We christened the head Greenie “Blakey” after the Hitler lookalike character in the 1970s TV comedy “On the Buses”. Our daily mission, all summer long, was to cook up schemes to drive Blakey out of his mind but not get caught. In our minds, we were heroic characters from the War movies often shown at school on Friday nights – Bridge Over the River Kwai, 633 Squadron, The Great Escape, you name it. We acted it all out on this life-sized canvas, complete with an enemy force always trying to catch us –  it was Great Escape from the Greenies. Usually the trick to escaping was to run as hard & fast as possible, then split up into a dozen different directions, leaving the pursuing Greenie baffled as to his next move.

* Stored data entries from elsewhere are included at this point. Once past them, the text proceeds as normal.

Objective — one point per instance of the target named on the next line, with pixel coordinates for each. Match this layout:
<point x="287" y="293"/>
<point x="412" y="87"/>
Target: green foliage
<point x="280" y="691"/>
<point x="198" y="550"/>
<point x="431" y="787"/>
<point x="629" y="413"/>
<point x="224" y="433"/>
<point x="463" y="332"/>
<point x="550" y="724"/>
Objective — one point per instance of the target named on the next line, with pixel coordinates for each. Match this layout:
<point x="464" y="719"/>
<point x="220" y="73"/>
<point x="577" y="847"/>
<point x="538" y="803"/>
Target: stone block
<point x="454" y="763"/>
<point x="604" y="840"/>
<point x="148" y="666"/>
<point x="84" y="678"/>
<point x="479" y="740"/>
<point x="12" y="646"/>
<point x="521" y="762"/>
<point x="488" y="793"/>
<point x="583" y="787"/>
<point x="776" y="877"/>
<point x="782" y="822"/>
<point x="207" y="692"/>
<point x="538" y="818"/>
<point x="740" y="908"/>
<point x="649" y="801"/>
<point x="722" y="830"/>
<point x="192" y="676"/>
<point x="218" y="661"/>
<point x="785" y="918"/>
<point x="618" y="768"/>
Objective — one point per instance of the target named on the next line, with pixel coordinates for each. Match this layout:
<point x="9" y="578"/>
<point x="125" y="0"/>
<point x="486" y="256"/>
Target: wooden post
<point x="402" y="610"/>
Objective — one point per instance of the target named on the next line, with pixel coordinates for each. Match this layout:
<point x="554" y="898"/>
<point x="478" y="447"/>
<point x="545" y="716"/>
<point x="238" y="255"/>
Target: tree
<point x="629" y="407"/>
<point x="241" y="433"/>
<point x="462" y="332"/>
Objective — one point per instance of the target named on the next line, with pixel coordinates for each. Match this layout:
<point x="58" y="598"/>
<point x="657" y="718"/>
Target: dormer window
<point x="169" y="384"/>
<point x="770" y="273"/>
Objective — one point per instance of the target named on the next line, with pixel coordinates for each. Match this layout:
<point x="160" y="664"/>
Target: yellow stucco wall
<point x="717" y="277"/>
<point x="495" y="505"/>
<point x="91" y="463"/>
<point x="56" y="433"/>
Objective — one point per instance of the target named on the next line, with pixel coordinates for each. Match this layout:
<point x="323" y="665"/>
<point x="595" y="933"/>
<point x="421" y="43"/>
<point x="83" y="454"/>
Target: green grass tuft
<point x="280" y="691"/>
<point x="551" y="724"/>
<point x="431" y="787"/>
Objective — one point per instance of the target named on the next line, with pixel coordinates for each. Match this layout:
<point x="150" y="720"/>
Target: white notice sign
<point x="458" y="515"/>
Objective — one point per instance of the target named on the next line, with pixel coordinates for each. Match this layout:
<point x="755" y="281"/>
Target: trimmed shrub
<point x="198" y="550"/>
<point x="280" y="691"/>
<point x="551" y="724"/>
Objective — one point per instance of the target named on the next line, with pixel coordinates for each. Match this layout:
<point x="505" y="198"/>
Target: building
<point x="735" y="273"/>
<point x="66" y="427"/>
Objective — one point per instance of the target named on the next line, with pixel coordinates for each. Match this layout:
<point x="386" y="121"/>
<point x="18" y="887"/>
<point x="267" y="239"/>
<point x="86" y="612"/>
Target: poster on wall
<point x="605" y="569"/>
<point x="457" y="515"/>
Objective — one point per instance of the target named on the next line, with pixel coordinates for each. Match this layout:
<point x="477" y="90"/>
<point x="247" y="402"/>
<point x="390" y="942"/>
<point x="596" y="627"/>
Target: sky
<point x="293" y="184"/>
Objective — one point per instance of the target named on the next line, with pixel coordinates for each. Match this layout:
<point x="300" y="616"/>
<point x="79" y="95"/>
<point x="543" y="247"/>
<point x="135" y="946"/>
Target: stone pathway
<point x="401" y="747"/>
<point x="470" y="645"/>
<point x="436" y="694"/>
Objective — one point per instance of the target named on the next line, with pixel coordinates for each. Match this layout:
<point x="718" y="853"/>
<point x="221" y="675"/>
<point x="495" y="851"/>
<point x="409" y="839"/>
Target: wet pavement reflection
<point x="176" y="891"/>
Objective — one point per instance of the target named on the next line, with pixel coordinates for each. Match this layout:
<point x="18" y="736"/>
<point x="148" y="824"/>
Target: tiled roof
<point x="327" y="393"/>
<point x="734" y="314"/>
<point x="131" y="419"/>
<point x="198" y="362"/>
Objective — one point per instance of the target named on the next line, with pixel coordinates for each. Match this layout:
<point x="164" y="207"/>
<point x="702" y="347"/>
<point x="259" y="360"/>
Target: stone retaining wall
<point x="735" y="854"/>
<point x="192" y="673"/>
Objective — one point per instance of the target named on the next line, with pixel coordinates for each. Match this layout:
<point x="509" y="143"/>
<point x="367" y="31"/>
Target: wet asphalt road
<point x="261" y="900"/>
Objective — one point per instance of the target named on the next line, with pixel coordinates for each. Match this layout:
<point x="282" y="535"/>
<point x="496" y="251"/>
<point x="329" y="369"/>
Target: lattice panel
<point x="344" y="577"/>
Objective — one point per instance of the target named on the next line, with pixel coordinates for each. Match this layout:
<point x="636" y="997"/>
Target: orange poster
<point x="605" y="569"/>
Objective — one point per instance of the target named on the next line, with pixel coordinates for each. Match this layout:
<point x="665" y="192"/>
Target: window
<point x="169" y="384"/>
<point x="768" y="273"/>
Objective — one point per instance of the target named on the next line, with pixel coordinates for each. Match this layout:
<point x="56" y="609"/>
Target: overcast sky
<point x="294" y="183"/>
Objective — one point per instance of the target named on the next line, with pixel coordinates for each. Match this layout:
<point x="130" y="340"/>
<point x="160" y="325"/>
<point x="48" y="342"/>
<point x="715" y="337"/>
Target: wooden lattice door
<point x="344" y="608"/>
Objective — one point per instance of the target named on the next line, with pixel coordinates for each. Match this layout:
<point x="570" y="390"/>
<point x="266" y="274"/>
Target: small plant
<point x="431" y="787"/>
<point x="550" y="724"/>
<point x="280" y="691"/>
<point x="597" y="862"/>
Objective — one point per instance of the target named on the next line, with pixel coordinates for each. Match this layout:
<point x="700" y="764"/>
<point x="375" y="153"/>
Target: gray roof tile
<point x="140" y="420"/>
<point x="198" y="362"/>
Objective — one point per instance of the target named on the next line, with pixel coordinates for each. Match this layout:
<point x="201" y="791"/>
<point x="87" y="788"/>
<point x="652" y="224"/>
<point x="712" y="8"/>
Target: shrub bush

One afternoon we were so absorbed in our raft races on the Lake that we failed to notice four or five Greenies converging on the perimeter, closing off our exit routes. Two of our number were captured after trying to swim away, dragged out of the lake and questioned. They observed our agreed code, giving only false names and addresses, before being released with a stern warning, dripping wet but without charge. We later exacted revenge when one of our gang kidnapped a Greenie’s nifty fifty, left carelessly with keys in the ignition. He briefly made shaky progress on the Honda before they gave chase, forcing him to abandon it & run for cover.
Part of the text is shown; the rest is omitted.